Previously, US marine products businessmen in cooperation with hotels in Shanghai hold a seafood festival, providing consumers menus with US food in Chinese.
US farm produce businessmen are holding the seafood festival as China will soon enter WTO.
According to customs statistics from January to July, US edible oil seeds, frozen meat, and milk and butter goods passing through Shanghai customs respectively increased 68.2 percent, 219.7 percent and 80.5 percent over the same period of last year.
Fruit and nuts, feather and down imports increased as high as 289 times and 56.6 times the figure for last year, respectively.
At the same time, sturgeons which live in cold water have successfully reproduced in the Yangtze River. It is a favorable food in many Shanghai hotels together with Salmon from Alaska.
Farmers planting water melons, oranges and apples in Anhui, Jiangsu, Jiangxi, Zhejiang, Shaanxi provinces are busy with registering trade marks, after seeing that “Sunkist” orange from the United States are well-sold because of its brand.

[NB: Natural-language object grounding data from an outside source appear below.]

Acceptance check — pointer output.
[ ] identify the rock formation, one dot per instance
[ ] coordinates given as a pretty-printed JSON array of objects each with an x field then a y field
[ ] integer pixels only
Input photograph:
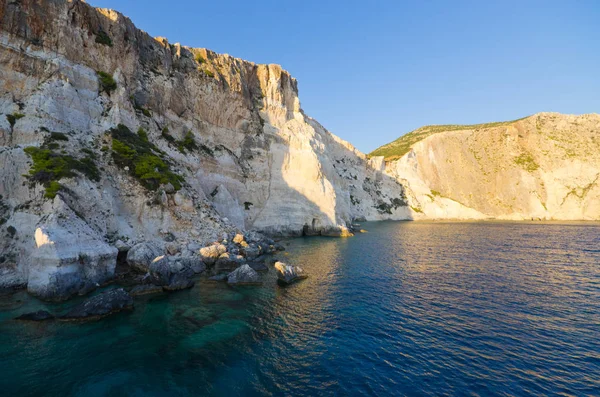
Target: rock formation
[
  {"x": 546, "y": 166},
  {"x": 151, "y": 142},
  {"x": 110, "y": 138}
]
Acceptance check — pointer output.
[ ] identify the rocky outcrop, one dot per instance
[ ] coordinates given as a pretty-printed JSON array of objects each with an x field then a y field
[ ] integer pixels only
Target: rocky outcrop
[
  {"x": 244, "y": 275},
  {"x": 287, "y": 274},
  {"x": 234, "y": 149},
  {"x": 40, "y": 315},
  {"x": 172, "y": 275},
  {"x": 101, "y": 305},
  {"x": 69, "y": 257},
  {"x": 545, "y": 166},
  {"x": 141, "y": 255}
]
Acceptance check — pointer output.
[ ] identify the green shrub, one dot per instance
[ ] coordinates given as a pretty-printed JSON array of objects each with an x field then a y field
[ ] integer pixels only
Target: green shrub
[
  {"x": 417, "y": 210},
  {"x": 12, "y": 118},
  {"x": 103, "y": 38},
  {"x": 188, "y": 143},
  {"x": 143, "y": 134},
  {"x": 107, "y": 82},
  {"x": 136, "y": 152},
  {"x": 49, "y": 167},
  {"x": 52, "y": 189},
  {"x": 11, "y": 231},
  {"x": 144, "y": 111},
  {"x": 58, "y": 136},
  {"x": 403, "y": 145},
  {"x": 168, "y": 137}
]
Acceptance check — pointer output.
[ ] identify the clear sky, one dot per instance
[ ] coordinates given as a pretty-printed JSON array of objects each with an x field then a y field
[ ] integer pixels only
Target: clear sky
[{"x": 371, "y": 71}]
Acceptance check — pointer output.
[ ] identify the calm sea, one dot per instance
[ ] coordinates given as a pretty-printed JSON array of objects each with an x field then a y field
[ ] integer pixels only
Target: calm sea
[{"x": 409, "y": 308}]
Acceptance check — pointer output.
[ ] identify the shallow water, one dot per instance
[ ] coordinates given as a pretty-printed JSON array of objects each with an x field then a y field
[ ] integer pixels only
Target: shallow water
[{"x": 408, "y": 308}]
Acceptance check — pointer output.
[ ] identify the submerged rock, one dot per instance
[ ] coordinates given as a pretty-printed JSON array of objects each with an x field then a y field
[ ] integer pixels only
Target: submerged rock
[
  {"x": 210, "y": 254},
  {"x": 140, "y": 256},
  {"x": 218, "y": 277},
  {"x": 258, "y": 266},
  {"x": 228, "y": 263},
  {"x": 145, "y": 290},
  {"x": 40, "y": 315},
  {"x": 287, "y": 274},
  {"x": 243, "y": 275},
  {"x": 102, "y": 305},
  {"x": 178, "y": 282},
  {"x": 336, "y": 231}
]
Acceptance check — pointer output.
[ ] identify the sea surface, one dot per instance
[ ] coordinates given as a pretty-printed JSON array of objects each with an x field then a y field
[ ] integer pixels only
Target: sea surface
[{"x": 409, "y": 308}]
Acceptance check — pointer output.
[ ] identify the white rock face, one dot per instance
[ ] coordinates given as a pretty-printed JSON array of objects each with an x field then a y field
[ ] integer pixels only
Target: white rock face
[
  {"x": 546, "y": 166},
  {"x": 69, "y": 257}
]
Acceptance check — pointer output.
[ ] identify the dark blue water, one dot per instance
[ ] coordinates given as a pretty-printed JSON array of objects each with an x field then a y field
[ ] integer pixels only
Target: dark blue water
[{"x": 406, "y": 309}]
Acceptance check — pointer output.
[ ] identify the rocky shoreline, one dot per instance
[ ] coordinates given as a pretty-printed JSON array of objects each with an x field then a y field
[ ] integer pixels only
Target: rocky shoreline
[{"x": 146, "y": 268}]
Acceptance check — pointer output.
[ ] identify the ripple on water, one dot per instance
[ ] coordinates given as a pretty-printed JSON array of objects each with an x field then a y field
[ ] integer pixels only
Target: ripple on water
[{"x": 406, "y": 309}]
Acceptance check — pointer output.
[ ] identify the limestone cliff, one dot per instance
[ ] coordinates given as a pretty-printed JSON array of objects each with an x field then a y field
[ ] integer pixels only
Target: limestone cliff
[
  {"x": 109, "y": 134},
  {"x": 545, "y": 166}
]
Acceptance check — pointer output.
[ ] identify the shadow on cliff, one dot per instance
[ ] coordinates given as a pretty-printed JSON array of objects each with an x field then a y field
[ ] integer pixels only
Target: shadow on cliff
[{"x": 337, "y": 189}]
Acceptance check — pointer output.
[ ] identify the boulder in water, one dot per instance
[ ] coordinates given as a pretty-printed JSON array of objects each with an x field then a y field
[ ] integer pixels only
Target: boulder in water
[
  {"x": 228, "y": 263},
  {"x": 40, "y": 315},
  {"x": 101, "y": 305},
  {"x": 171, "y": 274},
  {"x": 210, "y": 254},
  {"x": 145, "y": 290},
  {"x": 243, "y": 275},
  {"x": 287, "y": 274}
]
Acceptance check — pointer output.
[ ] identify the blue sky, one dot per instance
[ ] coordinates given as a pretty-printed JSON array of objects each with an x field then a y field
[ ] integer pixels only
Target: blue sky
[{"x": 371, "y": 71}]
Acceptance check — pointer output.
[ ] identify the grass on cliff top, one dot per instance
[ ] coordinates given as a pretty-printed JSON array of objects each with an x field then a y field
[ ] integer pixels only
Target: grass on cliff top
[
  {"x": 49, "y": 167},
  {"x": 136, "y": 152},
  {"x": 402, "y": 145},
  {"x": 527, "y": 162}
]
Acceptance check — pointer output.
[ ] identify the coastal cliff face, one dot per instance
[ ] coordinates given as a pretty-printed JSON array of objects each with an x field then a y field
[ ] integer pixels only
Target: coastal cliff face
[
  {"x": 545, "y": 166},
  {"x": 109, "y": 135}
]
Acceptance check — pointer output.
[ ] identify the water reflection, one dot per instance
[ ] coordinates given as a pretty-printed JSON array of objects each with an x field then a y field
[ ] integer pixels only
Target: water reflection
[{"x": 408, "y": 308}]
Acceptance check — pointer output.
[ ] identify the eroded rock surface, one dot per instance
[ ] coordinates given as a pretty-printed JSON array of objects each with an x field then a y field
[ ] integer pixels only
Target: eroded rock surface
[
  {"x": 101, "y": 305},
  {"x": 287, "y": 274},
  {"x": 244, "y": 275}
]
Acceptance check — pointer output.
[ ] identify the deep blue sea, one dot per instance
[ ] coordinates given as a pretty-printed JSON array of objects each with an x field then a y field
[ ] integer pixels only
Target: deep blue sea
[{"x": 409, "y": 308}]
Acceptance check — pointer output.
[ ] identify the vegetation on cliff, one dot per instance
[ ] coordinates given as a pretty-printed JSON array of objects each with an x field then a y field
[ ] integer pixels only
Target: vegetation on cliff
[
  {"x": 402, "y": 145},
  {"x": 107, "y": 82},
  {"x": 137, "y": 153},
  {"x": 49, "y": 167}
]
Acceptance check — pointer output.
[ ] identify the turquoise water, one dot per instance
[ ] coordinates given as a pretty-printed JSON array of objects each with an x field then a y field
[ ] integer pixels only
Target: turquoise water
[{"x": 406, "y": 309}]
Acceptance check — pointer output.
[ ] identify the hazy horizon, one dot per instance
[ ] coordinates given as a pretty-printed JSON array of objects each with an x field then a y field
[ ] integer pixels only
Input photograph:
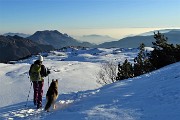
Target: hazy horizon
[{"x": 115, "y": 18}]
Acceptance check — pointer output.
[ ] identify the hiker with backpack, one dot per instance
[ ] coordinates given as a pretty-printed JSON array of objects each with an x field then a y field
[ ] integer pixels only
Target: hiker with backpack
[{"x": 37, "y": 73}]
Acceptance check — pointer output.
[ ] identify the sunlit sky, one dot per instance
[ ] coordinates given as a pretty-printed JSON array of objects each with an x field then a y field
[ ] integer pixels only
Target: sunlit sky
[{"x": 115, "y": 18}]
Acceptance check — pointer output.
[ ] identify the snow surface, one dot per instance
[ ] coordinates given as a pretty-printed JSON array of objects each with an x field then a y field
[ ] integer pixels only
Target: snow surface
[{"x": 153, "y": 96}]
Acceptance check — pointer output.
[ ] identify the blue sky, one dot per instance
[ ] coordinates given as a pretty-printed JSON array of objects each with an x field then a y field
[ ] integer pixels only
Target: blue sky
[{"x": 78, "y": 17}]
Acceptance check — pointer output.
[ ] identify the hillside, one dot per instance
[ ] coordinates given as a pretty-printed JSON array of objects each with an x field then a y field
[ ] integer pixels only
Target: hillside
[
  {"x": 153, "y": 96},
  {"x": 15, "y": 48},
  {"x": 56, "y": 39}
]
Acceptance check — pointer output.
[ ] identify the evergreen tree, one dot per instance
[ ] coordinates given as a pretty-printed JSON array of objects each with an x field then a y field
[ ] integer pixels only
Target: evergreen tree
[{"x": 163, "y": 53}]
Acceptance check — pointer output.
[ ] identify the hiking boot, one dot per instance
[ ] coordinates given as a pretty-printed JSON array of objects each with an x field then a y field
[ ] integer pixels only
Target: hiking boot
[{"x": 39, "y": 106}]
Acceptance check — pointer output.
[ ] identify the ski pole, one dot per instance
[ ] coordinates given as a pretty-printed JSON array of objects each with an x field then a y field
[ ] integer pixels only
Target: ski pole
[
  {"x": 28, "y": 94},
  {"x": 48, "y": 80}
]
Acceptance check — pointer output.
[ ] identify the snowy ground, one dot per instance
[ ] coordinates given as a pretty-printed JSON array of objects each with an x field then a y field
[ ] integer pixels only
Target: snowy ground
[{"x": 153, "y": 96}]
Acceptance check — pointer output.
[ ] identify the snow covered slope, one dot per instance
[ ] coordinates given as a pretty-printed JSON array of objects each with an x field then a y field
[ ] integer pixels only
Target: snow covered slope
[{"x": 153, "y": 96}]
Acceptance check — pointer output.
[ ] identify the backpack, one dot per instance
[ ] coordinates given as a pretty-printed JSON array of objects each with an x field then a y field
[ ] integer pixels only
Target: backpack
[{"x": 34, "y": 72}]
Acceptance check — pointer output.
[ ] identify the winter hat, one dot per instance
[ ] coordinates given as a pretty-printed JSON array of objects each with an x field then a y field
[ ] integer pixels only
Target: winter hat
[{"x": 40, "y": 58}]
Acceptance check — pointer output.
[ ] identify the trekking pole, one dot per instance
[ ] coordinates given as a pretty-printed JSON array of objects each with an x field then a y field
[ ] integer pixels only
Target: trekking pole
[
  {"x": 28, "y": 94},
  {"x": 48, "y": 81}
]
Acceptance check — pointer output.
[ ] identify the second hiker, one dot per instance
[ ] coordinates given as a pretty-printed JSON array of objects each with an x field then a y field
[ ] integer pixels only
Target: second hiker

With superior geographic position and better techniques, Shanghai has imported more than 300 kinds of seeds of vegetables and flowers. And now it grows 30,000 tons of overseas vegetables annually.
Xu Yanming, owner of a sturgeons farm in northern Shanghai, said that due to the improvement of breeding techniques and the market demands, he has introduced several kinds of fish from cold areas. His 40,000-square-meter breeding pond has become the largest sturgeon breeding center in east China.
Sturgeons sell at more than 200 yuan (US$12) per kg but still cannot meet market demands.
Shao Wangyu, professor with a WTO research center in Shanghai, said that Chinese and overseas farm produce compete with each other. The influx of overseas produce has given Chinese consumers more choices.
He said Chinese farmers should increase market awareness and learn marketing strategies from their overseas counterparts.
On March 23, shortly after China announced that it would lift restrictions on importing US oranges, Sunkist oranges began to roll into the Chinese market with a big publicity campaign.
US businessmen plan to export 500 million yuan worth of Sunkist oranges to China in the coming five years.
The chefs from the United States are scheduled to teach 1,200 people in major cities such as Shanghai, Beijing, and Dalian in one year and a half.
Greg Drescher, a senior official with the Culinary Institute of America, said the training program is funded by US Department of Agriculture, and supported by over 30 US wheat, peanuts, wine, oranges and marine products companies.